Nisso, Paulo repete o Mestre que também e sempre buscou na vida e na morte tão só e unicamente a glória do Pai. Buscar a glória do outro é um processo de morte de seu próprio eu para que apareça em todo seu fulgor e brilho a pessoa amada, no caso Jesus Cristo. Assim, bom médico, bom músico não é aquele que faz aparecer sua pessoa, que vai atrás de seus próprios interesses mas, antes, aquele que se doa todo para que apareça a medicina, a música. Da mesma forma bom cristão é aquele que se esquece de si e se doa todo para que apareça nele Jesus Cristo. Por isso, já dizia Jesus: Como vos é possível acreditar se andais à procura da glória uns dos outros e não procurais a glória que vem do Deus único (Jo 5,44).

Esse princípio da Boa Nova de Jesus pode ser verificado também na natureza das coisas criadas: quanto mais a vida se doa, mais ela se fortalece e, quanto mais se acomoda em torno de si mesma, mais se enfraquece (Cf. EG 10).

Por isso, Paulo, como São Francisco de Assis, é um belo exemplo de alguém que morreu a si mesmo para deixar transparecer em toda sua vida, até mesmo em seu corpo as marcas – a glória – de Cristo crucificado.
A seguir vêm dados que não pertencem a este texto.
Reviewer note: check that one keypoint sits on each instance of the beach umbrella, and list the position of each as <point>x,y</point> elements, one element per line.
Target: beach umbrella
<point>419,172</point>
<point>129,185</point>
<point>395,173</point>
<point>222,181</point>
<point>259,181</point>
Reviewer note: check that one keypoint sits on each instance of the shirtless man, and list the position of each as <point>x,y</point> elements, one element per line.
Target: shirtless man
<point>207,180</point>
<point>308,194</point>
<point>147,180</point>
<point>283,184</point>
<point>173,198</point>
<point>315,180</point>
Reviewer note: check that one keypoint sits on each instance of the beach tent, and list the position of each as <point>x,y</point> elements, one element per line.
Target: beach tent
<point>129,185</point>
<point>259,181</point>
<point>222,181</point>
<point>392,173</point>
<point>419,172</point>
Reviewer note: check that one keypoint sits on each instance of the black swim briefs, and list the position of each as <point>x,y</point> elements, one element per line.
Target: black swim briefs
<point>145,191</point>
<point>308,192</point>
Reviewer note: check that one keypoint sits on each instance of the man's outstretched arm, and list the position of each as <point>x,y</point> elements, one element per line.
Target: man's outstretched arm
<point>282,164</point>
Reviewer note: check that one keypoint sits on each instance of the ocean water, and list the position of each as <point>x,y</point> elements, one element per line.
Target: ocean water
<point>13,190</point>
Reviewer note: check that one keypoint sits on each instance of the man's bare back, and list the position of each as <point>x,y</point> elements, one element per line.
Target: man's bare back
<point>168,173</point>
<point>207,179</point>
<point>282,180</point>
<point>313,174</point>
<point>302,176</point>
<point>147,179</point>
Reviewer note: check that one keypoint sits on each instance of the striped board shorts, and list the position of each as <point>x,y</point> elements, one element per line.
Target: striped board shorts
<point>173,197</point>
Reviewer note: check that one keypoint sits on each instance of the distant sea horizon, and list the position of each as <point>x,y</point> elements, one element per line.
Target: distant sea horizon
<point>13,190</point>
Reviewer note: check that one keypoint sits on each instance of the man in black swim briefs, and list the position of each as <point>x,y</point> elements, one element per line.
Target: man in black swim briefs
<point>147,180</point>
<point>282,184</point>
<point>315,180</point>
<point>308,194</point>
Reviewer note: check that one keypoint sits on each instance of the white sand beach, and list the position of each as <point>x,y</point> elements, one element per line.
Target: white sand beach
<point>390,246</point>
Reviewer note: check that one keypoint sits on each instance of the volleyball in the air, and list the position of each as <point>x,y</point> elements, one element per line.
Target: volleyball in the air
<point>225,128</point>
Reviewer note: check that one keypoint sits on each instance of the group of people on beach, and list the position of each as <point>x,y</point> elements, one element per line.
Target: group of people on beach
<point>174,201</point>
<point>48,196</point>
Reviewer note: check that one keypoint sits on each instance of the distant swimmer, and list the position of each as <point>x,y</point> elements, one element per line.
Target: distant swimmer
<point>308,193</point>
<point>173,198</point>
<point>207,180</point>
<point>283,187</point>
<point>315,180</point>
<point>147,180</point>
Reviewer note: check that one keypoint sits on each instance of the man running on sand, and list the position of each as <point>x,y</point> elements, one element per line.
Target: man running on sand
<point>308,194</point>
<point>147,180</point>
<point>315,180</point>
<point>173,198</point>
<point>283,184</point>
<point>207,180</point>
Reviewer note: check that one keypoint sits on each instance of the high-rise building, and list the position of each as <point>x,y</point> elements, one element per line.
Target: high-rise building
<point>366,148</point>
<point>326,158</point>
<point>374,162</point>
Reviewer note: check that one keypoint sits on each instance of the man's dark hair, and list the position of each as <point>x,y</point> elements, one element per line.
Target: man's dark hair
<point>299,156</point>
De si mesmo ele dá este testemunho: ninguém moleste porque trago em meu corpo as marcas de Jesus crucificado. Do segundo, assim fala um de seus biógrafos: Desde aquela hora (Encontro com o Crucificado em São Damião), seu coração de tal modo ficou ferido e derretido ante a memória da Paixão do Senhor, que sempre, enquanto viveu, levou em seu coração os estigmas do Senhor Jesus, como posteriormente apareceu claramente pela renovação dos mesmos no seu corpo, admiravelmente realizados e clarissimamente demonstrados (LTC 14).

Conclusão

Como ilustração acerca da mensagem desse Domingo, ouçamos este jocoso “Fioretti” de um dos mais fiéis companheiros de São Francisco. Frei Masseo, certa vez, enchera-se de um desejo ardentíssimo e de um propósito firmíssimo para alcançar a santa humildade. Isso porque ouvira de Francisco que essa virtude é o tesouro da vida e da salvação eterna. Mas, vivia triste porque mesmo imolando-se todo na fome, na sede e em muitas lágrimas, não conseguia ser humilde. Aconteceu, então, que certo dia entrou na floresta; e enquanto andava pela floresta, por causa do veemente desejo emitia pesarosos clamores e lacrimosos suspiros, pedindo a Deus que lhe concedesse a dita virtude. E porque o Senhor ama os contritos de coração e ouve as vozes dos humildes, ouviu-se uma voz do céu, clamando duas vezes: “Frei Masseo! Frei Masseo!” E ele, reconhecendo pelo Espírito Santo que era o Cristo bendito, respondeu: “Meu Senhor! Meu Senhor!” E o Senhor a ele: “O que queres dar, o que queres dar para possuíres essa graça?” E Frei Masseo respondeu: “Meu Senhor, os olhos de minha cabeça!” E o Senhor a ele: “E eu quero que tenhas os olhos e a graça!” Então, Frei Masseo ficou em tanta graça da desejada humildade e da luz de Deus que, continuamente, estava em júbilo. E, muitas vezes, quando rezava, soltava um certo murmúrio uniforme de júbilo e, com voz abafada, fazia como o pombo: “u, u, u” e, com a face alegre e jucunda, doava-se à contemplação; e com isso tornou-se humilíssimo, reputando-se o mínimo dentre todos os homens (Atos 40, Fi 32).